SE-80PCIでは、音質の要となるDACに、DVD-Audioなどのハイエンドオーディオ機器に搭載されている、Wolfson社のWM8716を採用しました。Wolfson社公開のおもなデバイス単体スペックは以下のとおりです。  横あたり チップの画像

  192kHz 24bit対応
  S/N比 112dB(A-weight)
  THD 0.0014%(1kHz,0dB)
●1ビットDACとマルチビットDACの違い

DACには大きく分けて、普及機から高級機まで広く採用されている1ビット方式と、超高級機に採用されるマルチビット方式とがあります。

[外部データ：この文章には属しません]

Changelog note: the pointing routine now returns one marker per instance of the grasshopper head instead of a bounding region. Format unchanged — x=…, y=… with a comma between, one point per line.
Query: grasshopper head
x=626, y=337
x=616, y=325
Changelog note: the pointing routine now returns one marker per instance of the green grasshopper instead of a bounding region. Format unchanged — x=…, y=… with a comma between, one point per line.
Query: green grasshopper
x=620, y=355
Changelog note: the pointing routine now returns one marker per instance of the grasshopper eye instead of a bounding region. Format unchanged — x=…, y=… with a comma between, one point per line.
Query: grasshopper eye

マルチビットDACは、デジタルデータのビットの重みに応じた素子をビット数だけ用意し、それぞれの総和をアナログ信号の出力として取り出す方式です。サンプリング周波数が動作単位時間です 。最下位ビットと最上位ビットとの重みづけは、たとえば16ビットの場合1:32768の開きがあり、この精度を実現し微小信号でのリニアリティを実現するためには、高度な半導体プロセスを必要とします。

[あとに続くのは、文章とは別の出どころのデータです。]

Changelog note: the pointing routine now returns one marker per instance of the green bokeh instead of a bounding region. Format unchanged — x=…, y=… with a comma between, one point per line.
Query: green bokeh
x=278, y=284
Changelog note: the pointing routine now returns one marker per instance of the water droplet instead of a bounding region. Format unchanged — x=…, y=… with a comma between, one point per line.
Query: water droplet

これに対して1ビットDACは、0と1の出力しか持たず、動作単位時間をサンプリング周波数の数百倍まで上げ、時間軸で振幅を表現する方式です。重みづけ素子を使わないので微小振幅のリニアリティが高くなりますが、ノイズシェーピングという技術により、量子化ノイズを可聴帯域外(20kHz以上)へと追いやるため、高周波帯域のノイズが多くなります。

●帯域外のノイズレベル比較

下のグラフはDACの方式によるノイズレベルの実測データです。可聴帯域内の特性にはそれほど大きな差はありませんが、1ビットDACではマルチビットDACに比べて帯域外ノイズが非常に多いことがわかります。


 ●可聴帯域外ノイズレベル比較表

SE-80PCIのWM8716は、マルチビットと1ビットのハイブリッド方式を採用しています。すなわち、上位ビットをWolfson社独自のプロセスでリニアリティを高めたマルチビット方式とする一方、下位ビットを高精度な1ビット方式としているのです。実測データを見ても、マルチビットDACに近いレベルまで、可聴帯域外のノイズが低く抑えられていることがわかります。